3.1.5. Synthesis of Compound {Ru(η6-cymene)[C4H3N-2-(CO-C6H4-2-OMe)](N3)} (5)

A 25 mL Schlenk flask charged with 2 (0.047 g, 0.10 mmol), excess sodium azide, and methanol (10 mL) was stirred at room temperature for overnight. Methanol was removed under vacuum and residue was extracted with methylene chloride (10 mL × 3). The methylene chloride was removed and residue was recrystallized from a methanol solution at −20°C to yield 0.026 g of orange crystals of 5 (53.8% yield). 1H-NMR (CDCl3): 1.23 (d, 3H, CHMe2), 1.25 (d, 3H, CHMe2), 2.27 (s, 3H, Me), 2.78 (sept, JHH = 6.9 Hz,1H, CHMe2), 3.80 (s, 3H, OMe), 5.32 (m, 2H, cymene CH), 5.53 (d, JHH = 6.0 Hz, 1H, cymene CH), 5.62 (d, JHH = 6.0 Hz, 1H, cymene CH), 6.43 (t, 1H, pyr CH), 6.82 (m, 1H, pyr CH), 7.38 (m, 5H, phenyl C6H4 + pyr CH). 13C-NMR (CDCl3): 18.4 (cymene Me), 22.5 (cymene CHMe2), 22.8 (cymene CHMe2), 31.2 (cymene CHMe2), 55.9 (OMe), 78.9 (cymene CH), 81.7 (cymene CH), 82.4 (cymene CH), 84.2 (cymene CH), 98.7 (arene C), 100.5 (C),111.7 (pyr CH), 116.2 (pyr CH), 120.5 (phenyl CH), 123.7 (phenyl CH), 125.2 (C), 131.6 (phenyl CH), 132.1 (phenyl CH), 142.1 (C), 143.2 (pyr CH), 157.7 (C), 187.2 (C=O). Anal. Calcd for C22H24N4O2Ru: C, 55.34; H, 5.07; N, 11.73. Found: C, 55.32; H, 5.09; N, 11.75.

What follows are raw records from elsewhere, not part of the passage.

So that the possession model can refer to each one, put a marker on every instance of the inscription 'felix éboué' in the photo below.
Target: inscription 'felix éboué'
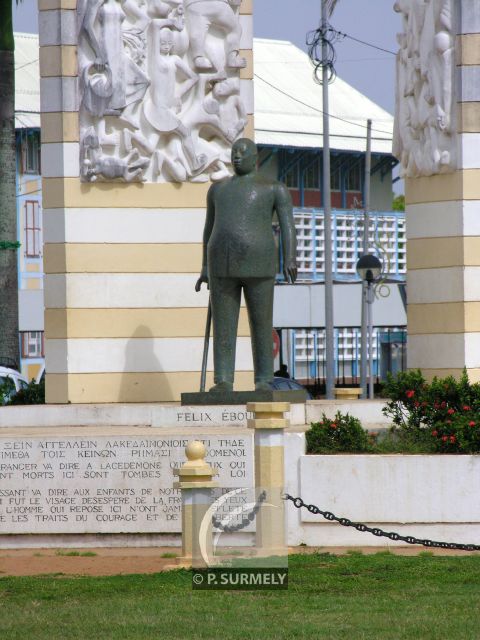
(79, 485)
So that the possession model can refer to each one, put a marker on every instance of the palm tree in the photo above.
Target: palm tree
(9, 338)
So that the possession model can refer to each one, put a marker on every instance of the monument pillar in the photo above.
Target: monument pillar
(124, 204)
(437, 140)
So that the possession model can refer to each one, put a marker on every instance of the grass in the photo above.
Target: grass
(82, 554)
(354, 596)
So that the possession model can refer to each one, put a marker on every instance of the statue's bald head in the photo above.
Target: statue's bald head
(244, 156)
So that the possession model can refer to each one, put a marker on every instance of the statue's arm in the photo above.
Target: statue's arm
(284, 209)
(207, 232)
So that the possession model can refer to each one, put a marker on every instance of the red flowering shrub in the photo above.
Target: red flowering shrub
(344, 434)
(446, 410)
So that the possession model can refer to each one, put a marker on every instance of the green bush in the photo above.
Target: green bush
(343, 434)
(442, 416)
(32, 394)
(7, 390)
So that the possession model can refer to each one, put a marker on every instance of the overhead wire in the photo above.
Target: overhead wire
(309, 106)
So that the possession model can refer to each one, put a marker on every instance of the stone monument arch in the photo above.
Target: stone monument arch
(134, 130)
(437, 141)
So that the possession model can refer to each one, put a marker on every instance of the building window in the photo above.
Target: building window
(30, 146)
(32, 344)
(312, 176)
(32, 229)
(291, 178)
(354, 178)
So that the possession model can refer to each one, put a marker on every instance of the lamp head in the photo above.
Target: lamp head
(369, 267)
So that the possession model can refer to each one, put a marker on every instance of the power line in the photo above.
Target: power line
(330, 115)
(367, 44)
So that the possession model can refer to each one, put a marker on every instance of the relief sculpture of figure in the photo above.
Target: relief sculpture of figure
(164, 99)
(147, 71)
(423, 139)
(113, 80)
(202, 15)
(94, 164)
(239, 254)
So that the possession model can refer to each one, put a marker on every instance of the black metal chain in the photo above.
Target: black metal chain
(246, 520)
(359, 526)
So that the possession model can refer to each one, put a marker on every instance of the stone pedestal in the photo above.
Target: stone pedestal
(269, 424)
(443, 200)
(196, 485)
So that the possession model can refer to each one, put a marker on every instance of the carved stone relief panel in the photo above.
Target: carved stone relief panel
(160, 89)
(424, 135)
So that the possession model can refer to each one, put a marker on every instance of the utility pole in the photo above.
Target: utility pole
(327, 211)
(366, 307)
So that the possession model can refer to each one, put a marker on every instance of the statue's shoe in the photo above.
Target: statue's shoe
(221, 387)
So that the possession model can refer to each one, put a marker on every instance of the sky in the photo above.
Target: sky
(369, 70)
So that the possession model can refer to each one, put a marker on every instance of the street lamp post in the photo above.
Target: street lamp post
(369, 268)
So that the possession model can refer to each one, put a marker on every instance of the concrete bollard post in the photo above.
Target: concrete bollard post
(269, 424)
(195, 483)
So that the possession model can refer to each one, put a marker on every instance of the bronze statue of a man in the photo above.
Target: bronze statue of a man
(239, 253)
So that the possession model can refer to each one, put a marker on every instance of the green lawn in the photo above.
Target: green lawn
(381, 596)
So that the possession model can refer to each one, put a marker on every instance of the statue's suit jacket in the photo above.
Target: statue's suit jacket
(241, 242)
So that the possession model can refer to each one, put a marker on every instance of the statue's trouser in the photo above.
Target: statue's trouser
(225, 299)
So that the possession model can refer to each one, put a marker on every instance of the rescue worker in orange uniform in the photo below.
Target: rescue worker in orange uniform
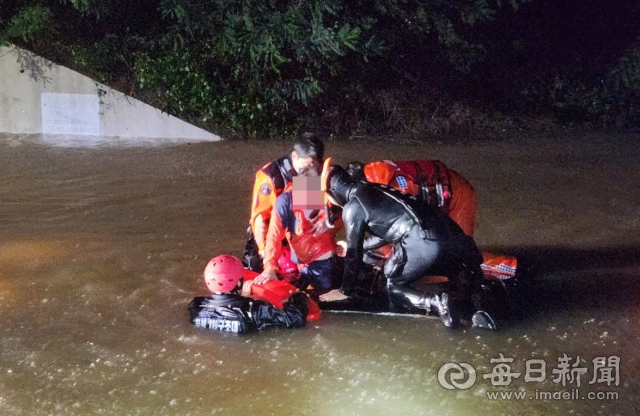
(432, 182)
(271, 180)
(293, 217)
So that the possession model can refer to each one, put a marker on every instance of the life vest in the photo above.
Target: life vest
(277, 292)
(271, 180)
(304, 244)
(426, 179)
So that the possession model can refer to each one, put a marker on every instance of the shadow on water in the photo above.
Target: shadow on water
(561, 279)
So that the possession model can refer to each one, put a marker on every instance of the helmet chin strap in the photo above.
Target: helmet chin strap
(324, 186)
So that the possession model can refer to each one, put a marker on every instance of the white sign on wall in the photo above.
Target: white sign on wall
(70, 114)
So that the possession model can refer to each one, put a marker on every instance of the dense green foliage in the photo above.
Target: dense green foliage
(272, 67)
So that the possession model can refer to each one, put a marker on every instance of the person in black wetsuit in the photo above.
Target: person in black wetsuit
(227, 310)
(425, 242)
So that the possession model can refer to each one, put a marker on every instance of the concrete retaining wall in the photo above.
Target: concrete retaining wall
(37, 96)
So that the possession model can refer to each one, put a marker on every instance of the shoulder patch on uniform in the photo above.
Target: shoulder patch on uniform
(265, 189)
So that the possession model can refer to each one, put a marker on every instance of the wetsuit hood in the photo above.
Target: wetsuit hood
(340, 185)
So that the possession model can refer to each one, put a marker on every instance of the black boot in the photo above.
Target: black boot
(483, 320)
(446, 309)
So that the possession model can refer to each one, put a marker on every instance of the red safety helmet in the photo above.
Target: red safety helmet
(223, 273)
(285, 264)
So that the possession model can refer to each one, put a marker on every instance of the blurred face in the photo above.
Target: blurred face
(307, 193)
(300, 163)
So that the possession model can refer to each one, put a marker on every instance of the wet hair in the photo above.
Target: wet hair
(356, 170)
(309, 145)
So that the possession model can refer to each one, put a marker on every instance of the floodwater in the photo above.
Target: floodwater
(102, 246)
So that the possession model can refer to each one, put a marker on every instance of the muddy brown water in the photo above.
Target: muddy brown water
(102, 246)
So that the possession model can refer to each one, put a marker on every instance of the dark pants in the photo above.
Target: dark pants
(456, 257)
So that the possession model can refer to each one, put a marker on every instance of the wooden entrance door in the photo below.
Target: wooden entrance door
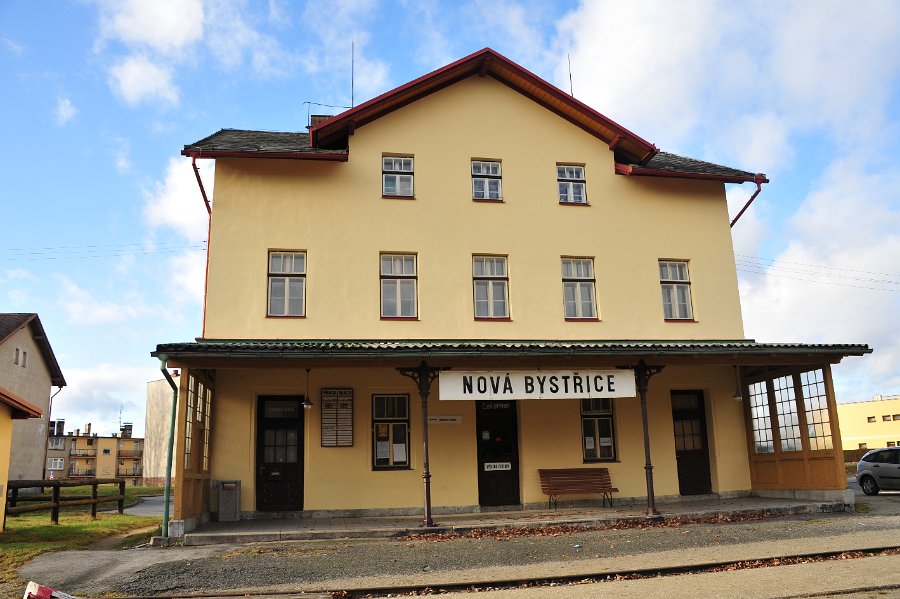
(498, 453)
(691, 451)
(279, 453)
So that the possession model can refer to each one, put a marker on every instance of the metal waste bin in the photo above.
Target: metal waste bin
(229, 500)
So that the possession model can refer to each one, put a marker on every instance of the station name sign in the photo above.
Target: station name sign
(493, 385)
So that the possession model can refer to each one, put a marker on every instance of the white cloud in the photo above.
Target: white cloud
(95, 395)
(837, 280)
(176, 202)
(136, 79)
(337, 23)
(164, 26)
(65, 111)
(84, 309)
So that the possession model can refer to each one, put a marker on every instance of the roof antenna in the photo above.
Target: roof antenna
(352, 64)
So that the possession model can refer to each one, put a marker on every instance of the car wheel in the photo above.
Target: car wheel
(869, 486)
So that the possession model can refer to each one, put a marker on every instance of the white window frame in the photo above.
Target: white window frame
(487, 183)
(597, 414)
(490, 287)
(675, 282)
(571, 184)
(398, 176)
(579, 289)
(390, 424)
(399, 285)
(285, 277)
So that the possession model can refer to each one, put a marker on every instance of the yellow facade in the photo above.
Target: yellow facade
(629, 225)
(871, 424)
(333, 211)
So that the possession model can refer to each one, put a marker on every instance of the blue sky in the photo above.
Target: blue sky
(104, 228)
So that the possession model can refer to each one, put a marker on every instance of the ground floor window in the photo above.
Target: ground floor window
(597, 430)
(390, 431)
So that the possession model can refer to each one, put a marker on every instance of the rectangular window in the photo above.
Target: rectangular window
(486, 182)
(570, 181)
(786, 410)
(397, 176)
(390, 431)
(491, 287)
(597, 430)
(578, 288)
(398, 286)
(676, 290)
(287, 284)
(818, 421)
(759, 418)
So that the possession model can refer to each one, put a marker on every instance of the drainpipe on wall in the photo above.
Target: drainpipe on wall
(167, 494)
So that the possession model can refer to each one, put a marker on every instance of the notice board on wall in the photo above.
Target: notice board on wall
(337, 417)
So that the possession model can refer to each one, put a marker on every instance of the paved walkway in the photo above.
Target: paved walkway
(294, 529)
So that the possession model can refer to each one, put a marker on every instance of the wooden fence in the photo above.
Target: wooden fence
(36, 502)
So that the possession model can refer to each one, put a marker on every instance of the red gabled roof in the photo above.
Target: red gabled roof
(21, 409)
(11, 322)
(332, 133)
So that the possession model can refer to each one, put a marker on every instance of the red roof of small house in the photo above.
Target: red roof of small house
(21, 409)
(12, 322)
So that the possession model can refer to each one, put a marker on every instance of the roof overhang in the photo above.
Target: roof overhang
(333, 132)
(632, 170)
(21, 409)
(499, 353)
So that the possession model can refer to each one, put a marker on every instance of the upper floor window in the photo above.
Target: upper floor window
(570, 181)
(491, 287)
(287, 284)
(486, 182)
(676, 290)
(578, 288)
(397, 176)
(398, 286)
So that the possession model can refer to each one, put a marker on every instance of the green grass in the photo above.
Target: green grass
(30, 535)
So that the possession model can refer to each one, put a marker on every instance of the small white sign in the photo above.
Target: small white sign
(502, 385)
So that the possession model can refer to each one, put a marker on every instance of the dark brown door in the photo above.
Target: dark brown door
(498, 453)
(691, 452)
(279, 453)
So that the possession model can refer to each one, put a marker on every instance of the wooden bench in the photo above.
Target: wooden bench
(576, 481)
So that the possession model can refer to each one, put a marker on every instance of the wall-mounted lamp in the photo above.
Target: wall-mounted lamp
(307, 404)
(738, 394)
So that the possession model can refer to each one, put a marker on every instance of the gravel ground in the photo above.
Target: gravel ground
(295, 564)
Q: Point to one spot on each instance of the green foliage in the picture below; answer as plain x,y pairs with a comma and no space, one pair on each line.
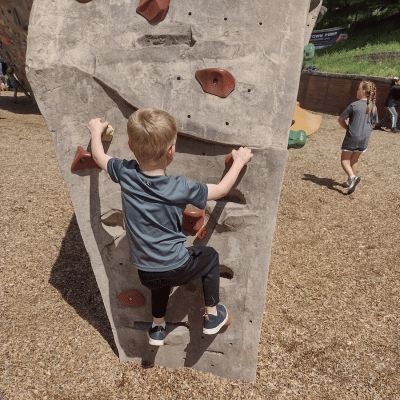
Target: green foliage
345,12
339,57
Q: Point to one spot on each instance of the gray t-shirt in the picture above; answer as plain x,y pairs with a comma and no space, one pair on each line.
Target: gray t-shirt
153,207
360,125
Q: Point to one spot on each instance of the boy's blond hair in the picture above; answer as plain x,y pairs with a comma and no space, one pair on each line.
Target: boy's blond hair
151,132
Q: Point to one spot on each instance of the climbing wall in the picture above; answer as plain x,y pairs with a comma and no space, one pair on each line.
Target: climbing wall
228,71
14,21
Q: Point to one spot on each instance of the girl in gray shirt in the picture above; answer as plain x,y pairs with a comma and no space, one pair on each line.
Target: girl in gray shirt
362,116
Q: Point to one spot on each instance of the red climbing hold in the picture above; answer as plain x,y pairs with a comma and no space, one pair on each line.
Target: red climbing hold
216,81
132,298
193,222
153,10
83,159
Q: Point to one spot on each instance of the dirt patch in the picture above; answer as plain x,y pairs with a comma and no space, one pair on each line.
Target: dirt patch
331,319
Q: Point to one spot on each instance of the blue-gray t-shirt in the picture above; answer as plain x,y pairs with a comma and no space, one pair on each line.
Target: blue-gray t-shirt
153,207
360,125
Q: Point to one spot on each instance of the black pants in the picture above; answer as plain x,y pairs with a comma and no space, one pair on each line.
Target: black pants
203,263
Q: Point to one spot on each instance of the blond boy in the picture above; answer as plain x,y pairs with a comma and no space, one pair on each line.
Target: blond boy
153,205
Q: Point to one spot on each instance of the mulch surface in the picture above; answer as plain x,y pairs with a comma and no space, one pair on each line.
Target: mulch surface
331,321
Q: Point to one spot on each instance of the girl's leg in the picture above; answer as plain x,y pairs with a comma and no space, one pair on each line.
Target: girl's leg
393,117
346,163
354,161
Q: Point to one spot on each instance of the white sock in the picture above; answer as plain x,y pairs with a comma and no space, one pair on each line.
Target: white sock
154,324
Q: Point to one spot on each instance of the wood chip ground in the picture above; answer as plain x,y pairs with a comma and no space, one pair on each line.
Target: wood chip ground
331,320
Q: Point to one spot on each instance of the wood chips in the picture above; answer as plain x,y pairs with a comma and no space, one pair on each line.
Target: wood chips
331,321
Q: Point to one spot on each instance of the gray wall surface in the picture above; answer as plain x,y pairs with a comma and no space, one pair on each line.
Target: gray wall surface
103,59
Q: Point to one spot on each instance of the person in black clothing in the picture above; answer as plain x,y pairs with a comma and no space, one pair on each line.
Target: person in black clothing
392,101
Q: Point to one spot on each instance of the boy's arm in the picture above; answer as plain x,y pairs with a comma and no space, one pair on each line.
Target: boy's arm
342,122
96,128
240,158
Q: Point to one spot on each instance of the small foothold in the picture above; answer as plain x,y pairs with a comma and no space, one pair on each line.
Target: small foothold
193,222
83,159
153,10
108,134
229,161
216,81
132,298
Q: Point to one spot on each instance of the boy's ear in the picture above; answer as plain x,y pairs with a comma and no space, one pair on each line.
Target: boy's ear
171,152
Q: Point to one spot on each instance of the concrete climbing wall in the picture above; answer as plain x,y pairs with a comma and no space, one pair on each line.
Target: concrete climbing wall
14,21
105,59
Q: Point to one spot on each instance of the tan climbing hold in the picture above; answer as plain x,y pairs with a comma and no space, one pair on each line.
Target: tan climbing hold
305,121
108,134
132,298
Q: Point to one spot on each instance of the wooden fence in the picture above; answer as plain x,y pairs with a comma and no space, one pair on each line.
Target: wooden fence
332,93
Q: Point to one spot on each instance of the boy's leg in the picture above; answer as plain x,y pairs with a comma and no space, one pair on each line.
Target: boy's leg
159,302
393,119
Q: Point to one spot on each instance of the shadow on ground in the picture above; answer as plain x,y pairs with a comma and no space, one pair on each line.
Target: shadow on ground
73,277
329,183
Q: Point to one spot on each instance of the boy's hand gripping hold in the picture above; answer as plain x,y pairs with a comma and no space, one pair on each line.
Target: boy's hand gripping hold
96,128
240,158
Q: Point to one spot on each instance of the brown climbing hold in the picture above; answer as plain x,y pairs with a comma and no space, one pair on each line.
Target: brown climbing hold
153,10
132,298
216,81
229,161
194,222
83,159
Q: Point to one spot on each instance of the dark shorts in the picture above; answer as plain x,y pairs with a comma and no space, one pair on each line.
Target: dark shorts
358,149
203,263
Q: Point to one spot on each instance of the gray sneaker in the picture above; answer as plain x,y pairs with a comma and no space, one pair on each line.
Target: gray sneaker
213,323
346,183
354,182
156,335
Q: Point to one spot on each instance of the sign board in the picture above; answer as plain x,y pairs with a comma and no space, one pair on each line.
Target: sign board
328,37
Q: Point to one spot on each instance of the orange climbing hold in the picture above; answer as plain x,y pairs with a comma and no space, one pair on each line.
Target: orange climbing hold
132,298
83,159
305,121
194,222
216,81
153,10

3.2. X-ray Crystallography

Suitable crystals of Compounds 2–5 were attached to a fine glass fiber and mounted in goniostat for data collection. Data collections were performed at 150 K under liquid nitrogen vapor for all compounds. Data were collected on a Bruker SMART CCD diffractometer with graphite monochromated Mo-Kα radiation. No significant crystal decay was found. Data were corrected for absorption empirically by means of ψ scans. All non-hydrogen atoms were refined with anisotropic displacement parameters. For all the structures, the hydrogen atom positions were calculated and they were constrained to idealized geometries and treated as rigid where the H atom displacement parameter was calculated from the equivalent isotropic displacement parameter of the bound atom. An absorption correction was performed with the program SADABS [55] and the structures of both complexes were determined by direct methods procedures in SHELXS [56] and refined by full-matrix least-squares methods, on F’s, in SHELXL [57]. All the relevant crystallographic data and structure refinement parameters are summarized in Table 1.

4. Conclusions

We have successfully employed a bidentate pyrrole-ketone ligand with ruthenium compounds to form a series of Compounds 2–5 and their structures were determined by X-ray single crystallography. A preliminary test of hydrogen transfer reactions of acetophenone and isopropyl alcohol using these ruthenium compounds showed low conversion. We are currently using Compounds 2–5 to investigate the catalytic activities of hydrogen transfer reactions toward varieties of ketones and alcohols and the hydroaminations of inter- and intra-molecular alkenes and alkynes.